Raising even more hackles than McGrew’s pay demands are his singling out Armstrong for verbal attack and vociferous questioning of public safety. Caught in the crossfire is Chief Sanchez. With one breath, he seeks to reassure the public that their streets are safe. With the other, he tries to convince his bosses — Armstrong and the City Council — that his officers badly need help. “I still believe this is a safe city,” he said. “But that does not mean we’re doing okay. We’re not doing okay. We’re far from okay. Our officers do a great job, but I can’t ask them to do more with less anymore.” Since the end of last year, Sanchez has had to cope with experienced veterans leaving to take jobs in other departments that offer better pay, lower housing prices, and far less commuting time. “Does that create a void?” Sanchez asked. “Just a huge one.”

Such turnover turmoil is hardly unique to Santa Barbara; statewide police agencies are suffering from a dramatic dearth of eligible recruits. Young people today are apparently far less interested in pursuing law enforcement as a career than in the past. Sanchez has recently been given the green light to fill the gap — even to “over-hire,” or fill a position before it becomes vacant — and has hired 15 new officers since January, but it takes about a year before they can be sworn in.

Meanwhile, Mayor Marty Blum suggested the department’s morale problem may have more to do with Sanchez’s leadership and communication style or the department’s old, cramped quarters on East Figueroa Street than with pay and benefits. “I hear from recently retired officers who tell me, ‘It’s not the money, Marty,’” the mayor said. To this end, Blum and city administrators are considering purchasing a 40,000-square-foot building at the corner of Chapala and Anacapa streets for the department’s use, but the $13.3 million purchase is anything but a done deal. McGrew criticized this idea as a stopgap solution, retorting, “No one is leaving the department to work in a nicer building, I can tell you that. That’s just a dodge.”
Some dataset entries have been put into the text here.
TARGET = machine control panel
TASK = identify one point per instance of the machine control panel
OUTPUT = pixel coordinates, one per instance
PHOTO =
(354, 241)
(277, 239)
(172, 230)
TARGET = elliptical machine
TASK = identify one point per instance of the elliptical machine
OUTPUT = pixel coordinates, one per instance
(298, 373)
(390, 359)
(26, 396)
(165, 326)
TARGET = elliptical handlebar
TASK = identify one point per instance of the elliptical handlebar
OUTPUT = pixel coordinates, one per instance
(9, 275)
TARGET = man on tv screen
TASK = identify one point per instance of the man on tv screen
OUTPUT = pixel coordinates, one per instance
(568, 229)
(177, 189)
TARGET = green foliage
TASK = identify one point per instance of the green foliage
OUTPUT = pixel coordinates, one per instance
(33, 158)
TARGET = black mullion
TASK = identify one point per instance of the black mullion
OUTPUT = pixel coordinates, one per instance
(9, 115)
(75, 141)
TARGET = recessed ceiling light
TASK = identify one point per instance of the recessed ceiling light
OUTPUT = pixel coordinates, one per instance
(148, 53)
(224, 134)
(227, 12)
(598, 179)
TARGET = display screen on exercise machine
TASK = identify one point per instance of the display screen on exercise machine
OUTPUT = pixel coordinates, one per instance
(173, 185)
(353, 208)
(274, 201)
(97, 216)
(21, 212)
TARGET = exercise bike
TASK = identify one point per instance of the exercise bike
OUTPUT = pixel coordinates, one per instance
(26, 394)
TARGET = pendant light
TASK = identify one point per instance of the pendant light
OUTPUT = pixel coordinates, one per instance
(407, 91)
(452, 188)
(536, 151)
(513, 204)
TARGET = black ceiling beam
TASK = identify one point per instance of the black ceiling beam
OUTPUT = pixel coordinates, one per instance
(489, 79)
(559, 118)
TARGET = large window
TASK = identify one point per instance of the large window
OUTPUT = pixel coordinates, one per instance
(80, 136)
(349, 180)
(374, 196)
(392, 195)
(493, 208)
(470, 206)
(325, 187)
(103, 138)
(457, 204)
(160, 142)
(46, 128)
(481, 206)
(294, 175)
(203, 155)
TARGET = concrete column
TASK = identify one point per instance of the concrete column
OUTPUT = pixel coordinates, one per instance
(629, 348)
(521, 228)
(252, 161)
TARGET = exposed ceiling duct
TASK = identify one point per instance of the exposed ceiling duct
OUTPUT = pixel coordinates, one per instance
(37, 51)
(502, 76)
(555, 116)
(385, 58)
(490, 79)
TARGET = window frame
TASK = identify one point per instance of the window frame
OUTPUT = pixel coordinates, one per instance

Councilmember Brian Barnwell has responded to the conflict by calling for an independent management audit of the police department to determine how bad morale really is, what the proper staffing level is, and what it would take — and cost — to achieve it. In addition, Barnwell has asked whether it would make more sense for the police chief to report directly to the City Council, as opposed to serving the city administrator. “I got tired of hearing McGrew say, ‘It’s not safe and morale sucks.’ I need more than that upon which to make an informed decision,” Barnwell said. “Mike could be right, but how would I know? That’s why we need someone from the outside to come in and help us.” Initially, Chief Sanchez expressed reservations about the management audit, calling the idea “a bit of a stretch.” He’s since modified his position, saying, “I’m not afraid of an audit at all.” He points out that it was his idea to conduct an anonymous questionnaire to determine his officers’ concerns. “I can tell you, a lot of chiefs thought I was crazy to do that,” he said. “But I want to know what’s on my officers’ minds.”

McGrew said his union conducted a similar survey, which signaled that turnover has been lethal for morale and higher wages were the solution. McGrew’s reaction to the proposed audit fluctuated from resigned indifference to outright hostility. “We already know what the problem is. We don’t need to pay a consultant to tell us what we already know,” he said.

Sanchez knew when he took the job that he couldn’t make everyone happy. But part of being chief, he said, is letting your troops know you understand what they’re going through. On this, Sanchez said, “Oh, I get it. But at times, I’ve done a poor job of letting them know that I get it.”